L’Atalanta mette a segno un’altra importante cessione. Dopo quattro stagioni in nerazzurro, Ederson lascia Bergamo per trasferirsi al Manchester United, pronto a misurarsi con la Premier League. L’operazione dovrebbe portare nelle casse della Dea circa 45 milioni di euro. Una cifra significativa, che conferma ancora una volta la capacità del club bergamasco di valorizzare i propri talenti, pur senza entrare tra le cessioni più remunerative della sua storia.
Le cessioni più redditizie
Nelle ultime stagioni, infatti, l’Atalanta ha concluso affari ancora più ricchi. Solo un anno fa Mateo Retegui era stato ceduto all’Al Qadsiah per quasi 70 milioni di euro, dopo una stagione straordinaria culminata con il titolo di capocannoniere della Serie A. Prima di lui, Teun Koopmeiners era passato alla Juventus per circa 60 milioni tra parte fissa e bonus.

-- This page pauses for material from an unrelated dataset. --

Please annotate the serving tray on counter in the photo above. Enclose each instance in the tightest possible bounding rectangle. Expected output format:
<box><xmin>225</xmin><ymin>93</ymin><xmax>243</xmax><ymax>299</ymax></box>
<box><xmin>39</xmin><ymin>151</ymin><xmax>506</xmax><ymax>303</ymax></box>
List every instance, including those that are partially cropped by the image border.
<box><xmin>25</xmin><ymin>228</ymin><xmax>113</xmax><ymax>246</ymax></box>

Il record assoluto resta però quello di Rasmus Hojlund. Acquistato dallo Sturm Graz per circa 20 milioni nell’estate del 2022, l’attaccante danese fu rivenduto al Manchester United nel 2023 per una cifra complessiva vicina agli 85 milioni di euro, diventando la cessione più redditizia nella storia del club.
Le altre plusvalenze
Tra le altre operazioni più redditizie della Dea spiccano anche quelle che hanno portato Cristian Romero al Tottenham per 52 milioni, Dejan Kulusevski alla Juventus per quasi 40 milioni, oltre ai trasferimenti di Franck Kessié al Milan e di Alessandro Bastoni e Robin Gosens all’Inter, tutti conclusi per cifre vicine ai 30 milioni di euro. Ancora una volta, dunque, l’Atalanta conferma la propria capacità di trasformare investimenti mirati in plusvalenze di altissimo livello.